Reporting to Head of Information Security Cyber Defense Operations, the Forensics & Threat Intelligence Manager manages the activities and teams related to threat identification, collection, analysis and reporting.
The employee works within Information Security and collaborates with departments including IT and various businesses across ADIB to accurately depict the threat landscape to assist in the protection of ADIB information assets and reputation.
The employees identify threat root cause and develop corrective and preventive measures. The employee works closely with information security analysts and managers to protect ADIB’s brand, data, and systems.
Key accountabilities of the role:
Establish Threat Intelligence and Advanced Forensics capability in ADIB
Experience of performing computer forensic analysis in support of litigation and/or investigation.
Experience in conducting data breach or security incident investigations.
Manage the Threat Intelligence Unit's day-to-day operations
Experience using forensic software applications (Encase, Macquisition, Nuix, FTK, Axiom Cellebrite and XRY) and techniques to capture electronic data from computers, external media, networks, cloud-based systems and mobile data devices.
Provide expertise and oversight to the Threat Intelligence Unit
Perform the digital investigations, digital forensics and information related fraud investigations.
Set up and manage the digital forensics and data analytics lab to enhance the Group's internal capability to investigate information security incidents in an effective manner.
Provide technical support for investigations across the Group
Develop countermeasures and recommend corrective actions designed to ensure incidents will not reoccur
Encourage teamwork and align work processes to achieve high performance, meet established targets, and engage employees.
Identify additional systems that were impacted by the occurred incidents, isolate the systems and devices impacted by incidents, recover the data, and create a digital copy of them.

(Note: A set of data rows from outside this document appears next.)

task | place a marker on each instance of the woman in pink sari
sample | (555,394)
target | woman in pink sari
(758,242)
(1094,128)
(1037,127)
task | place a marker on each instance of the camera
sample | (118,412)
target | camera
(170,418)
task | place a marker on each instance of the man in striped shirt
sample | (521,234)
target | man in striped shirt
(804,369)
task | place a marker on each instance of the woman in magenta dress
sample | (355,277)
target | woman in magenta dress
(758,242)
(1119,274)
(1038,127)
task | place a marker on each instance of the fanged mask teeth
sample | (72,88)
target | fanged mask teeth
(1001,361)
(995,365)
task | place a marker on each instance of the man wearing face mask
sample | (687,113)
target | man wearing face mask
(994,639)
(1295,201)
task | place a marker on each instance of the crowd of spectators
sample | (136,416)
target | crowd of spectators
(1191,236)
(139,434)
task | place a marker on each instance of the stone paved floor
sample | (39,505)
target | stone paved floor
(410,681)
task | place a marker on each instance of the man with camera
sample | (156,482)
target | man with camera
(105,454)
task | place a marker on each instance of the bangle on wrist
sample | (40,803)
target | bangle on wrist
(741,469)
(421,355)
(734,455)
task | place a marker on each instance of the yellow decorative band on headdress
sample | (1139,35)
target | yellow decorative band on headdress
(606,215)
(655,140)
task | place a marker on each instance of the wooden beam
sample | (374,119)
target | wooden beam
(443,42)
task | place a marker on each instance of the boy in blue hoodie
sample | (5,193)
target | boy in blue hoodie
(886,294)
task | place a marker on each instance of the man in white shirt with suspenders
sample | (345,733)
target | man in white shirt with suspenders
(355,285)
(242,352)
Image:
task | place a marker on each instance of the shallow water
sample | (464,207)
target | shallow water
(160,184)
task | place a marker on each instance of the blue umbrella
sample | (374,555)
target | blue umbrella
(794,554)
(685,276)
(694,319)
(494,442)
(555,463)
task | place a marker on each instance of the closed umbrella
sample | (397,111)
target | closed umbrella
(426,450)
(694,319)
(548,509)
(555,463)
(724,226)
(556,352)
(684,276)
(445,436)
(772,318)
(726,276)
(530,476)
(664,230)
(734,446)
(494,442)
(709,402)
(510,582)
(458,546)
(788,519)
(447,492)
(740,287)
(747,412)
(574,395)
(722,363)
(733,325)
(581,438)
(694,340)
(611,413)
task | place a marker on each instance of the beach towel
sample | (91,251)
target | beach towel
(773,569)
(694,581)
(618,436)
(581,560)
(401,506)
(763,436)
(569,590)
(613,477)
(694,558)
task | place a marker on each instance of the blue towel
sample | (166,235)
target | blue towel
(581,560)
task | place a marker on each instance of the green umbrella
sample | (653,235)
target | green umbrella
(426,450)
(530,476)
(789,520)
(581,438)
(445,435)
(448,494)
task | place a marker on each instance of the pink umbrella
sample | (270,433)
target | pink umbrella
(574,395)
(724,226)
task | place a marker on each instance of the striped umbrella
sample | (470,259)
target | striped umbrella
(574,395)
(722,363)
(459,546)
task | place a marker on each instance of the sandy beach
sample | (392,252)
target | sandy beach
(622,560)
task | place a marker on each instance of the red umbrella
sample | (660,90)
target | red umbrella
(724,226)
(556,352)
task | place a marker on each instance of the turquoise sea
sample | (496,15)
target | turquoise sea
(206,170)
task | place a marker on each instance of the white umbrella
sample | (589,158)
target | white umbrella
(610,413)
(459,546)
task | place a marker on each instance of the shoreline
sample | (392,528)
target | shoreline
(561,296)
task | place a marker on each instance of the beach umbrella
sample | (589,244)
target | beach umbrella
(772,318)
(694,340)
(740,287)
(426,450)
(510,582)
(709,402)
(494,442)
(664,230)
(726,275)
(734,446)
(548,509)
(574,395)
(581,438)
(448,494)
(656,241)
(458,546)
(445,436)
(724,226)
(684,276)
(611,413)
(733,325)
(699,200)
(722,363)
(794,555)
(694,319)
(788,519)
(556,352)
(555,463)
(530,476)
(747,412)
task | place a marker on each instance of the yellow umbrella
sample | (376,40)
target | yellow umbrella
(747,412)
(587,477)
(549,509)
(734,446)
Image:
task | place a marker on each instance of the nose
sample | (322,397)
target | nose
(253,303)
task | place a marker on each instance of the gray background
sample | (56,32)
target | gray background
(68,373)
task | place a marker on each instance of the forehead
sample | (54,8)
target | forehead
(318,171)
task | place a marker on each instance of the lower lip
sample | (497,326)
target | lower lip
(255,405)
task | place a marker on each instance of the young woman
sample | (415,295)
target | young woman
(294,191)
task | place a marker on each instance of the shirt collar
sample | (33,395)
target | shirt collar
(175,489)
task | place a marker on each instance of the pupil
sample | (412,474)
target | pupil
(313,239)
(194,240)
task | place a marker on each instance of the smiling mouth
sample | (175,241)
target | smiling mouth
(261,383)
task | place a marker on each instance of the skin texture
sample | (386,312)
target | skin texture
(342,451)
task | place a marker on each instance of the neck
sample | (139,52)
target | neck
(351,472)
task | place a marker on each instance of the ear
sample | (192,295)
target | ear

Provide career management and training for Threat Intelligence Unit's staff
Develop and refine priority intelligence requirements across the businesses to drive collection, processing, analysis and dissemination of cyber threat information
Develop close working partnerships with information security managers and heads to ensure threat intelligence analysis and products are mapped to prioritized corporate assets and risks
Develop industry contacts and relationships to enhance intelligence sharing and best practices
Monitor information sources to proactively identify threats on networks, systems and intellectual property
Oversee threat analysis activities including current and emerging threat research, campaign assessment, data collection and analysis, threat indicator cataloging as well as adding context to threat indicators to convey urgency, severity, and credibility
Provide input to the investigation, research, identification, and compilation of threat intelligence from internal and external sources
Manage the catalogue of intelligence products for a diverse stakeholder audience to include tactical and strategic reports, and threat briefings
Ensure the alignment with UAE Bank Federation Information Security Threat Intelligence collaboration
Provide both technical and executive level intelligence briefings/ presentations
Ensure knowledge of tools and best-practices in threat intelligence techniques, and procedures are applied
Follow-up on the legal and ethical considerations arising from conducting intelligence-led investigations and engagements
Provide guidance in the development and maintenance of Standard Operating Procedures and similar documentation
Ensure quality of intelligence products by managing and reviewing threat intelligence sources, analysis activities, and reports
Identify improvement areas, socialize them with relevant stakeholders, seek approval, and monitor their implementation
Respond to high-priority requests for information/intelligence from senior stakeholders.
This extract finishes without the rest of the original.